田季非一时气节,这喻小之分明在心里认定他是粪包了。老胜子在他心身轻轻咳嗽了声,似是在给他什么暗示。他心中念头一转:你聪明,我就不能难得糊涂么?小丫头片子跟我玩?他剑眉稍一挑,便道:“俗话说,医者父母心,仁心施仁术。若是,仁术邪施的医者,当是什么心呢?是蛇蝎之毒心,还是禽兽之恶心呢?”问完也一脸期盼地等待喻小之作答。老胜子站在身后也冷哼一声,眯着眼,晃着脑,得意极了。
喻小之其实早就明了田季非所来何意,本想让他碰个软钉子,知难而退的,没想到她过低的估计了这家伙的脸皮厚度,还是让他发难了,而且还如此露骨地骂她是蛇蝎禽兽。她一时气愤难当,毕竟是待字闺中少女,几时受过如此羞辱,一时乱了方寸,脸红一阵儿白一阵儿的。
蔺敬衡在后面听了很久了,早听出这个田公子是来找茬儿的。此时,他忙从后面走出来,轻按喻小之的肩头,抿嘴一笑,示意她:有哥在你别怕。然后,他对田季非打了个揖,笑道:“田公子,在下蔺敬衡,也是行医之人,您的问题很简单。我小之妹子不答,只不过是怕田公子故意拿些浅薄的问题来取笑她。您也知道,豆蔻女子嘛,面皮总是薄一些的。我一介粗人,这就不是问题了。”意思就是那问题太无聊了。

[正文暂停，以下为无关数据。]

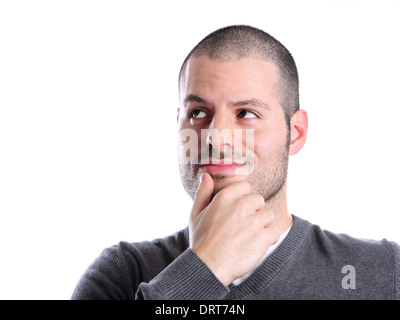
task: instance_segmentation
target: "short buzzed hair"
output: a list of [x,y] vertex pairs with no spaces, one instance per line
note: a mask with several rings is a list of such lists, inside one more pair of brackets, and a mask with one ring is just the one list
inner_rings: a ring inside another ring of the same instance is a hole
[[279,71],[279,101],[286,123],[290,124],[292,115],[300,107],[299,76],[291,53],[278,40],[246,25],[218,29],[201,40],[186,57],[179,72],[179,85],[189,59],[203,55],[221,61],[255,57],[274,63]]

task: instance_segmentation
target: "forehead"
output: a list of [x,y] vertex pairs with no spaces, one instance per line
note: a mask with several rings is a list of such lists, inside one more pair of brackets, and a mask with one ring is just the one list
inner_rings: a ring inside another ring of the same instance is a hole
[[276,96],[278,69],[272,62],[243,58],[216,60],[192,57],[180,83],[181,96],[228,94],[238,96]]

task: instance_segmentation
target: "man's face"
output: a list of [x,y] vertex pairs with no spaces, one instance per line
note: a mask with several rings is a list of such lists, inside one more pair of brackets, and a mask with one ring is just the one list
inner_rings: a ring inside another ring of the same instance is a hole
[[[275,64],[255,58],[189,60],[180,84],[178,130],[196,135],[191,141],[180,136],[178,154],[183,186],[193,199],[204,171],[214,179],[214,194],[248,180],[268,201],[285,185],[290,133],[278,99],[278,77]],[[198,161],[188,163],[193,151],[192,160]],[[209,161],[203,164],[204,159]]]

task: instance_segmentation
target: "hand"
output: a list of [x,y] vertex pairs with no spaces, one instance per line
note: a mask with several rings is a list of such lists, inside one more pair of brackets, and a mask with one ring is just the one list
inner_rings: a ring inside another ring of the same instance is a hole
[[232,183],[212,199],[213,191],[213,179],[203,173],[190,214],[190,248],[229,285],[256,266],[280,232],[249,182]]

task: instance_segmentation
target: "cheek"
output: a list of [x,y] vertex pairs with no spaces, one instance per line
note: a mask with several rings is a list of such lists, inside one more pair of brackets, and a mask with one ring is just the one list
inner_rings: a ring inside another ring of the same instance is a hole
[[286,132],[262,132],[254,135],[254,158],[255,161],[263,162],[271,159],[286,145]]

喻小之在蔺敬衡手放在她肩上那一刻起,心就放了下来,脸色也恢复常态,见蔺敬衡话也是绵里藏针当下心中更是有点得意。田季非心情就不一样了,从一见到蔺敬衡出来就知道搅局的人来,而且出语带剌,一下子把自己又归为无聊之人,心中凭添几丝懊恼。他看这少年眉眼间如清泉股的干净,虽然不是俊美绝伦之貌,可怎么看都觉得舒服,倒想听听他能说出什么来。他把拆扇一撒,盯着蔺敬衡的脸只道了一个字“请”。
蔺敬衡微笑道:“凭心而论医者皆仁心,而仁术邪施也是有的,但大抵是为了惩戒蛇蝎禽兽之人,如此说来仁心未变呐!”他说这话时是不知道喻小之和田季非有什么过节,所以,他还纳闷过这个问题的难度系数,还不至于让喻小之乱了分寸吧?

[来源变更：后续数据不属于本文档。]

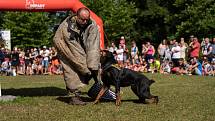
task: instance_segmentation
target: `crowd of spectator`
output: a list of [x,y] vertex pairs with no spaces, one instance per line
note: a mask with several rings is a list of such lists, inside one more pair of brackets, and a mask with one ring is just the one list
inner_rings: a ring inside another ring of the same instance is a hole
[[106,49],[114,54],[119,67],[138,72],[215,75],[215,38],[206,37],[200,42],[197,37],[190,36],[189,43],[184,38],[164,39],[158,48],[150,41],[143,41],[141,49],[132,41],[128,49],[125,38],[121,37],[118,46],[112,42]]
[[[189,43],[164,39],[155,48],[150,41],[143,41],[138,48],[135,41],[131,47],[122,36],[119,45],[111,43],[108,49],[115,56],[119,67],[138,72],[215,76],[215,38],[204,38],[202,42],[191,36]],[[155,56],[156,55],[156,56]],[[1,48],[0,74],[16,75],[60,75],[62,66],[54,47],[13,50]]]
[[1,75],[52,75],[62,74],[62,67],[57,58],[54,47],[30,48],[22,50],[14,47],[13,50],[1,48],[0,73]]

蔺敬衡话音刚,喻小之就抚掌巧笑道:“敬衡哥哥说得极是,田公子这么简单道理你一定是懂了,是想故意取笑小女子吧!”
田季非听了脸都绿了,本来是羞辱一下喻小之的,没想到这小子这么煞有介事的一解析,反把他给骂了。他看喻小之刚才窘态也不可能是与这小子串通好的,心中好不沮丧!他本来一早出来,就是和老胜子一起出来找乐子的,顺便想教训一下这个捉弄过他的小丫头片子的。经这一闹他好心情顿时全无,更糗的是他不知怎么收场了,只得不停地摇着手中的折扇。在他身后的老胜子,正愁眉不展定是在苦思如何给他主人一个台阶下。

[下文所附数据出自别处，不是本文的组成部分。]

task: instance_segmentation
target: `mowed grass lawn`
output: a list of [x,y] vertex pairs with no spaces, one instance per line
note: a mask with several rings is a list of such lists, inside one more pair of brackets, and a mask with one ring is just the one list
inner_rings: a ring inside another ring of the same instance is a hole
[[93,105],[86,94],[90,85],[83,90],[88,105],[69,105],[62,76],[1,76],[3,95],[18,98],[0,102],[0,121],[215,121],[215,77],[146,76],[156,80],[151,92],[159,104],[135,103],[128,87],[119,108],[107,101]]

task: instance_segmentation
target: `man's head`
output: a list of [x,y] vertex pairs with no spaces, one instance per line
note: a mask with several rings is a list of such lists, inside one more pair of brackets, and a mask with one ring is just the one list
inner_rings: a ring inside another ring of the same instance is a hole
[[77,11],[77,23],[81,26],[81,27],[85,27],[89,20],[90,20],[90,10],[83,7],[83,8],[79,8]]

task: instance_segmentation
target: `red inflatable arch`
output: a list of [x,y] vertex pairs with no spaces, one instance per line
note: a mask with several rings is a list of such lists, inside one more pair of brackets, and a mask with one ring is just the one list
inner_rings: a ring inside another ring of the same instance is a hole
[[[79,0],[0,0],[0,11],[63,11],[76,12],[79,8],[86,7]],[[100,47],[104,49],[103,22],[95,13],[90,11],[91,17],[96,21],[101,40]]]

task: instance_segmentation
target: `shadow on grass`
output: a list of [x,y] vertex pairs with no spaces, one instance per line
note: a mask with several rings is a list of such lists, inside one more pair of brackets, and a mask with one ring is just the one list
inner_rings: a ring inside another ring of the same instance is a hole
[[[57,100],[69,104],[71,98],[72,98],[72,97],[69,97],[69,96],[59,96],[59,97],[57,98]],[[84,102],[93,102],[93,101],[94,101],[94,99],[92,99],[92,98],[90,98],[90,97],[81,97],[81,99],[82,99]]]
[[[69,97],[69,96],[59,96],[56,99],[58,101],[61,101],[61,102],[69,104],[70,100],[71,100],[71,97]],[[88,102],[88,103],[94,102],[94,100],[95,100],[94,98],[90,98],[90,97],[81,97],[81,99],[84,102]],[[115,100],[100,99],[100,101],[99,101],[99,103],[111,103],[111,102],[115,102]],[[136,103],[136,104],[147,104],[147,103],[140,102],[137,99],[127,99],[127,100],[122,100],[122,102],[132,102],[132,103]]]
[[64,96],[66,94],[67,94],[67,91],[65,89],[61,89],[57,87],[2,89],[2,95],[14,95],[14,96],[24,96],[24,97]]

“报——王……”这时从门外冲进一个玄衣汉子,一阵风似的飘到前厅,正要单膝脆下。田季非一下子从椅子上弹起来,飞起一脚踹向玄衣汉子。那玄衣汉子也不躲闪,正好被踹个窝心脚,一个趔趄退了几步,把到嘴的话又咽回去了。田季非跳上前去,狠狠在他肩膀上一拍,骂道:“狗奴才,本少爷平时怎么教你们的?要懂规,要懂规,都当耳旁风了?有事要通报,你这样大呼小叫的乱闯民宅成何体统?”其实,他已经看到喻府的老管家上气不接下气地小跑过来。
老管家一手撑在大腿上,一手有气无力的扯着玄衣汉子的袖口,气喘吁吁地道:“你……你这,哎……无礼的蛮汉子,都说通报了,还硬闯?真是上梁不正下梁歪啊。有其主,必有其奴!”老管家顺便揶揄了一下田季非。
可是这时的田季非与刚才却判若两人,若是之前的他还有一点名门大少的模样儿,现在的他完完全全就是一个喜乐无常纨绔恶少。这让蔺敬衡和喻小之看得目瞪口呆的,这人变身也太快吧?
田季非也不理他们,一手勾住玄衣汉子的脖一手提着他的衣襟子,从牙缝里小声挤出几个字:“别行礼,扣俸禄,快说事!”
玄衣汉子一听到”扣俸禄”三个字,脸一下子变得跟苦瓜似的,便秘似地伸出右手比了个“八”字。
田季非心里一紧,小声复问道:“八百里加急?”
玄衣汉子慎重的点点头。
田季非鼻翼一张,槽牙紧叩,星目一瞪,整个刚毅的脸庞一颤,深吸一口气,沉声道:“走,回去说!”整个人绷得像一块铁板一样,浑身散发出一股睥睨天下的霸气,哪还有纨绔草包的样子。他扯着玄衣汉子就往外走,也不理众人。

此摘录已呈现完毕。